L’ouverture d’un Samu municipal, d’un centre gériatrique et d’une clinique ophtalmologique dit de dernière génération ont amélioré la couverture sanitaire de l’agglomération. Quant au « Crédit municipal de Dakar », il aide les démunis à démarrer une activité. Le maire Khalifa Sall, élu en 2009 grâce à une coalition d’opposition locale au président Abdoulaye Wade, n’a pas été en reste avec ses grands travaux : des investissements de 13 milliards de francs CFA sur la voirie, un éclairage public à 9 milliards, le pavage de la ville à 12 milliards, la construction du centre commercial de Kermel à 4 milliards et celui du centre Félix Eboué pour 2,5 milliards. La Ville de Dakar avait aussi acquis le centre commercial Djily Mbaye pour un montant de 1,5 milliard de francs Cfa afin de recaser «provisoirement» les vendeurs établis à Sandaga. Cependant, dès l’entrée en vigueur de l’Acte 3 de la décentralisation suivie du conflit ouvert en 2014 entre l’Etat central qui cherchait une mainmise sur la capitale et le maire qui nourrissait d’autres ambitions, presque tous les projets de la ville ont pris un coup de frein.

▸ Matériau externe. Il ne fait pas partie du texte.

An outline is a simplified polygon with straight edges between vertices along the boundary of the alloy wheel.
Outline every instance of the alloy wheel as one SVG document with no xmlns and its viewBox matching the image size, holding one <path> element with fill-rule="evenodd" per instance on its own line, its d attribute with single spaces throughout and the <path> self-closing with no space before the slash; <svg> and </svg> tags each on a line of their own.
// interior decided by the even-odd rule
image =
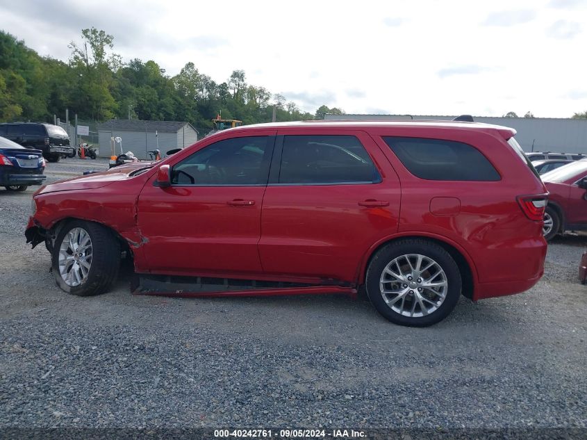
<svg viewBox="0 0 587 440">
<path fill-rule="evenodd" d="M 81 284 L 92 266 L 92 240 L 88 231 L 76 227 L 63 238 L 59 248 L 59 273 L 71 287 Z"/>
<path fill-rule="evenodd" d="M 393 311 L 419 318 L 433 313 L 442 305 L 448 282 L 436 261 L 425 255 L 406 254 L 394 259 L 383 269 L 379 291 Z"/>
</svg>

Trois épisodes de cette guerre entre les deux entités restent frais dans les mémoires : la sommation servie à la Mairie de Dakar par la Direction de la surveillance et du contrôle des sols (Descos, un organe dépendant de la Primature) pour arrêter les travaux de pavages sur la corniche ouest de Dakar, le blocage par l’Etat de l’emprunt obligataire lancé par la ville de Dakar dans la zone Uemoa, le différend ayant opposé la municipalité à l’ex ministre du Cadre urbain, Diène Farba Sarr, concernant l’aménagement de la Place de l’Indépendance… Aujourd’hui, «il semble que l’avènement de l’Acte III de la décentralisation ait fini par étouffer la culture d’investissement» de certaines villes, avancent des experts en décentralisation, qui se sentent du reste confirmé par le président de la république qui a indiqué que les villes «flottent parce que les communes sont de plein exercice». Une déclaration tenue le 31 décembre dernier, face à quelques journalistes, tout juste après son discours à la Nation.